The dataset covers: NFL 2022-2024 regular season and playoffs; NBA 2022-23 and 2023-24 regular seasons; EPL 2022-23, 2023-24, and 2024-25 (through January 2025). Update cadence: end-of-season batch additions when new verified closing price data is available from the consensus source. The dataset and the Python implementation are being maintained with a public methodology note — any errors in the closing price sourcing or the exclusion logic are corrected in place and logged in the methodology changelog.
Why use closing prices rather than opening lines for the fair-line model?

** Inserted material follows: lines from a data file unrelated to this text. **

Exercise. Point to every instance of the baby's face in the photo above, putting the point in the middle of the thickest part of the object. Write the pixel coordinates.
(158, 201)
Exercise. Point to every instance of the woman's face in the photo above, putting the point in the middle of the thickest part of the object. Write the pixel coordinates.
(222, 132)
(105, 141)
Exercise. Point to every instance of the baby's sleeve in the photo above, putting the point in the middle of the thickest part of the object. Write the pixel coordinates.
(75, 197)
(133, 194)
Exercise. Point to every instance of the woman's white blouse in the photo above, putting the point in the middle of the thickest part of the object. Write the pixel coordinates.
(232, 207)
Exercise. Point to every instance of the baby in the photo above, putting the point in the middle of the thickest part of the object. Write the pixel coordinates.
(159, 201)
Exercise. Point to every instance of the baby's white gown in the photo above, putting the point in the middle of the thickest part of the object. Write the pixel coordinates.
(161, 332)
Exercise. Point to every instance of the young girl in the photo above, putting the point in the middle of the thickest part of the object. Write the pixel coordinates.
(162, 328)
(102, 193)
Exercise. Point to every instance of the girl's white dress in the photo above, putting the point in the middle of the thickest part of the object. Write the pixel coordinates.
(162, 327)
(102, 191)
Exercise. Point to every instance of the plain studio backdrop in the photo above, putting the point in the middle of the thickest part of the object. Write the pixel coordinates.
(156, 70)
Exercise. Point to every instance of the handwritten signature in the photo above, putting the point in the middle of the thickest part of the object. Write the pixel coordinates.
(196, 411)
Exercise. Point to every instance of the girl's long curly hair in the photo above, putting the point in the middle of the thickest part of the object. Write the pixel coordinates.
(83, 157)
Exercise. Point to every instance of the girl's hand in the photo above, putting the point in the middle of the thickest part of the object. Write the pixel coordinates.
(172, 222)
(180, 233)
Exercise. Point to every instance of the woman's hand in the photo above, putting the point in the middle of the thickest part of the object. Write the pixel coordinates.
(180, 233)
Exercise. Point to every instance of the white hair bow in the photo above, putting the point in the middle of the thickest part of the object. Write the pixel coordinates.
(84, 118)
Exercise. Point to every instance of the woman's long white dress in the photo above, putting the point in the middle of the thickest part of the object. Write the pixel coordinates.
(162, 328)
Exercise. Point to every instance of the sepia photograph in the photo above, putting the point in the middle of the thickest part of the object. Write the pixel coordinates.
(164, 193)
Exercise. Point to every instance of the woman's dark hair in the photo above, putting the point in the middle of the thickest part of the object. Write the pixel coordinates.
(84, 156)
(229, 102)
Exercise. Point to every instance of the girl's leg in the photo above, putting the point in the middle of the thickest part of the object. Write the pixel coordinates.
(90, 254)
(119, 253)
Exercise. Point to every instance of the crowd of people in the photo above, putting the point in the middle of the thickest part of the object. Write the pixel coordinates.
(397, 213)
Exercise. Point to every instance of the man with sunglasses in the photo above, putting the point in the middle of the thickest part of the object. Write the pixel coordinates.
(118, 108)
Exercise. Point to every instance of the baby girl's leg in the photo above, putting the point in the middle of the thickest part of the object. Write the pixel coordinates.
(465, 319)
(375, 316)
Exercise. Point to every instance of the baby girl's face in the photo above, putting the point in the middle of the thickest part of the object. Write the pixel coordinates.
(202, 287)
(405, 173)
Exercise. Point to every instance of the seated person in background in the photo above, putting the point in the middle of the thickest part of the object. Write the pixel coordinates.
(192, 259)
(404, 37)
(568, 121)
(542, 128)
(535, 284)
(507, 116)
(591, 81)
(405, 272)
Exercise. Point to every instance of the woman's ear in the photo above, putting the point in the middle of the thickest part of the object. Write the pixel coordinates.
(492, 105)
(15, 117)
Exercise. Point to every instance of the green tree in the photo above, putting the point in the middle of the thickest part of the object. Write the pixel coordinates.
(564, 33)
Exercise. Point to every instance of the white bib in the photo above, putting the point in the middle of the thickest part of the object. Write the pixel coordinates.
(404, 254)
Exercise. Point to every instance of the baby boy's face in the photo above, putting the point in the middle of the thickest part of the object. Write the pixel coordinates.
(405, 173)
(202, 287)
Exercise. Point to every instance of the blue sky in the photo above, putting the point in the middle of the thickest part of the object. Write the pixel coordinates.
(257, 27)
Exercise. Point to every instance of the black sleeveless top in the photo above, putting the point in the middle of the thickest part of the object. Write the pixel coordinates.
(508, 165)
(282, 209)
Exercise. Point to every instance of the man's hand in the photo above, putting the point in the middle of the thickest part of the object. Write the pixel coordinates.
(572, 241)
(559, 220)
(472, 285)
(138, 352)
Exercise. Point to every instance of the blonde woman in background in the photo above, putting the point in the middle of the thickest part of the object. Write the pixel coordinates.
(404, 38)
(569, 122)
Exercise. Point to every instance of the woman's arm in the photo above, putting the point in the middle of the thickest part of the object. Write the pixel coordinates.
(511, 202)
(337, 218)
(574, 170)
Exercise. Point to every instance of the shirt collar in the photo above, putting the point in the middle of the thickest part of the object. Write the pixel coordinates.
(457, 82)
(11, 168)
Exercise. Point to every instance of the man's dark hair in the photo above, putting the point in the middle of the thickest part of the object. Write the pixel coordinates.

Opening lines reflect the book's initial estimate plus its expectation of where action will go. Closing lines reflect all information available at game time, including every bet placed by every account type the book has seen. Sharp accounts — the ones whose bets are most correlated with outcome — place most of their volume late, because late markets have the most complete information. The closing price is therefore the highest-information-density publicly available signal about true probability. Opening lines are more useful for studying how books set initial prices; closing lines are more useful for studying what the market collectively believed at game time.
Can I use a single book's closing price instead of a consensus source?
You can, with caveats. Pinnacle's closing lines are widely used as a single-book proxy for consensus because Pinnacle prices with sharp accounts and faces significant volume from informed bettors. But Pinnacle's availability is limited in the US, and other books' closing lines can reflect idiosyncratic factors — book-specific model anchors, lopsided handle that was not balanced out, or late movement the book did not follow. A consensus feed that averages across multiple sharp books is more robust. If you have access to Pinnacle data, it is a reasonable single-source proxy.
How does the Brier score comparison in this backtest generalize to other markets or time periods?
It may not generalize fully. The Brier score differences in this backtest are consistent directionally with the theoretical predictions of each method, which gives some confidence in generalizability. But the specific magnitude of the difference depends on the composition of the sample — how many lopsided markets it contains, the distribution of overround levels, and the historical win rates for heavy favorites in the specific seasons covered. Running the same three-method comparison on your own sport and time period is the correct check before committing to a method default.